Part 6: Strategic Recommendations for Businesses
For organizations navigating this new regulatory environment, compliance requires a proactive approach.
┌──────────────────────────────────────────────────────────────────────────────────┐
│ VASP STRATEGIC CHECKLIST │
├──────────────────────────────────────────────────────────────────────────────────┤
│ 1. Restructure corporate governance to ensure 2 resident directors. │
│ 2. Implement an automated Travel Rule solution (IVMS 101 compatible). │
│ 3. Develop a rigorous, localized ML/TF/PF risk assessment framework. │
│ 4. Establish reliable local banking partnerships for transparent fiat flows. │
└──────────────────────────────────────────────────────────────────────────────────┘
- Immediate Governance Restructuring:
Ensure your corporate structure meets the requirement of at least two resident directors and a dedicated, local compliance officer.
- Upgrade Technological Infrastructure:
Integrate automated Travel Rule compliance software that supports the standard IVMS 101 data model. Manual compliance is not scalable under these rules.
- Establish Robust Banking Partnerships:
Begin discussions with local commercial banks early. Presenting your registration application alongside a comprehensive AML/CFT program will help secure essential banking services.
- Develop a Comprehensive Risk Assessment:
Your risk assessment framework must be specific to your business model. Avoid generic templates; the FIU evaluates applications based on how well the policies match the actual technology and operational flows used.
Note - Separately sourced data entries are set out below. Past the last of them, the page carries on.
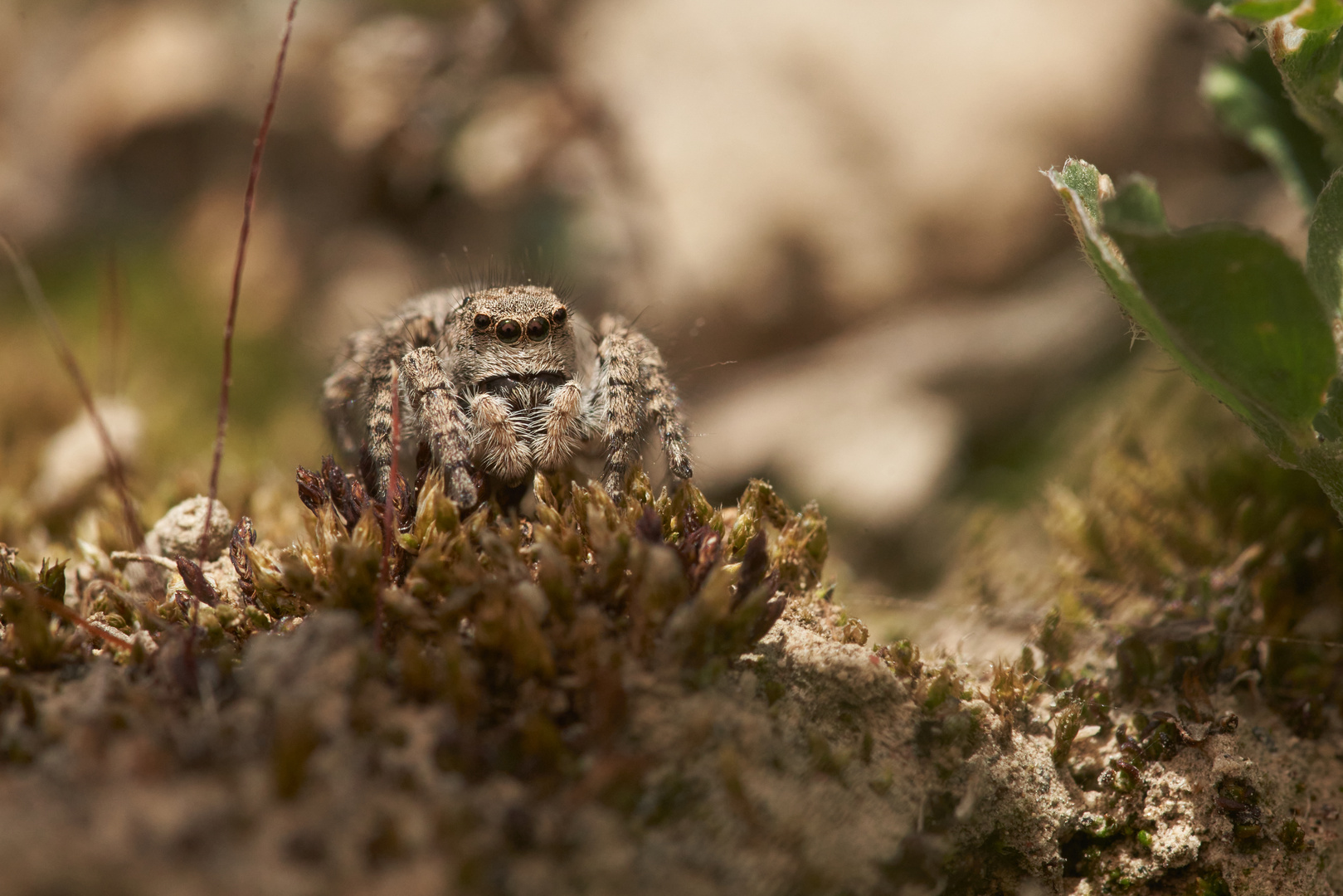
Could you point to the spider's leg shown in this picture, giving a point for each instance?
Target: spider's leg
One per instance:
(342, 392)
(562, 427)
(666, 412)
(496, 446)
(440, 422)
(630, 384)
(379, 399)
- Implement Strong Cyber Defense Protocols:
Under Section 4(2)(o), you must demonstrate active cybersecurity protections. Regular third-party security audits and clear data protection policies are key to a successful application.
Conclusion
Statutory Instrument 99 of 2026 brings needed structure and clarity to Zimbabwe’s virtual asset sector. It establishes a clear, formal framework that balances the need for security and compliance with the opportunities of digital asset innovation.
While the compliance standards are high, they provide the necessary foundation for a mature, secure, and integrated digital economy. For businesses, navigating these rules successfully is key to unlocking the potential of fintech in Zimbabwe.